Le 15 juin 2005

Les Libéraux hésitent à invoquer l’article 28 pour stopper l’invasion de substituts d’ingrédients laitiers

Par Agricom


Lors de la dernière manifestation des producteurs laitiers à Ottawa, les PLC avaient donné au gouvernement jusqu’au 25 mai pour agir dans le dossier de l’invasion grandissante des substituts d’ingrédients laitiers. L’échéance du 25 mai arriva puis passa, sans qu’aucune action concrète ne soit prise par le Canada pour remédier à cette invasion ni aucun engagement au recours éventuel à l’article 28 du GATT pour la stopper.

Il semblerait que l’utilisation de l’article 28 pourrait indisposer certains alliés du Canada dans les tractations délicates qui continuent à avoir lieu à l’Organisation mondiale du commerce. Le ministre Jim Paterson du Commerce international, a expliqué que ce serait la préservation même des systèmes de gestion de l’offre au pays qui pourrait être mise en danger, si certains partenaires sont indisposés par des mesures que le Canada prendrait pour protéger son marché intérieur.

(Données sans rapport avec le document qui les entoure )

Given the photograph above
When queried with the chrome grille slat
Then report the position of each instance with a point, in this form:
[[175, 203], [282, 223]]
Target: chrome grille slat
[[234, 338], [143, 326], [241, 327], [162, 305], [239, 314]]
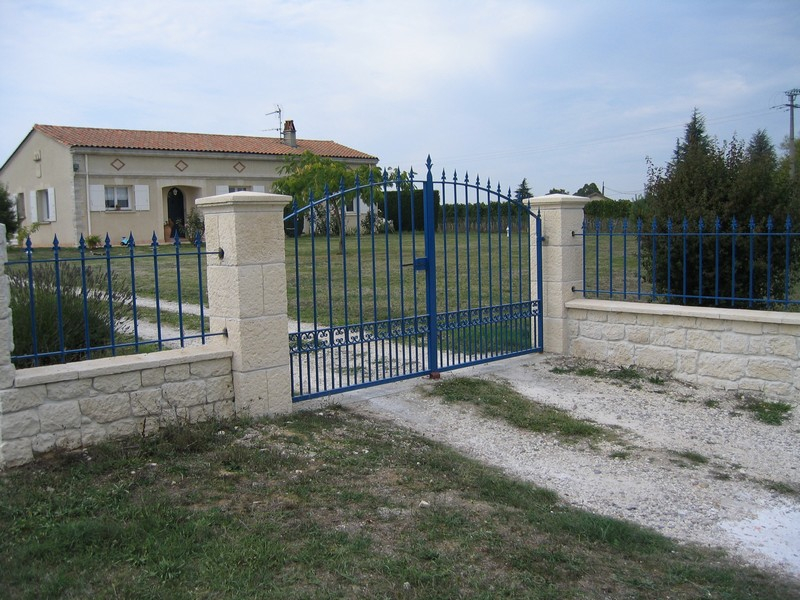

Le ministre canadien de l’Agroalimentaire, Andy Mitchell, lors d’un débat sur la gestion de l’offre à la Chambre des communes durant la soirée du 7 juin dernier, a précisé que le gouvernement ne rejetait pas l’idée d’un recours à l’application de l’article, mais il croit qu’en ce moment « prendre de telles mesures []? ne serait d’aucun secours ».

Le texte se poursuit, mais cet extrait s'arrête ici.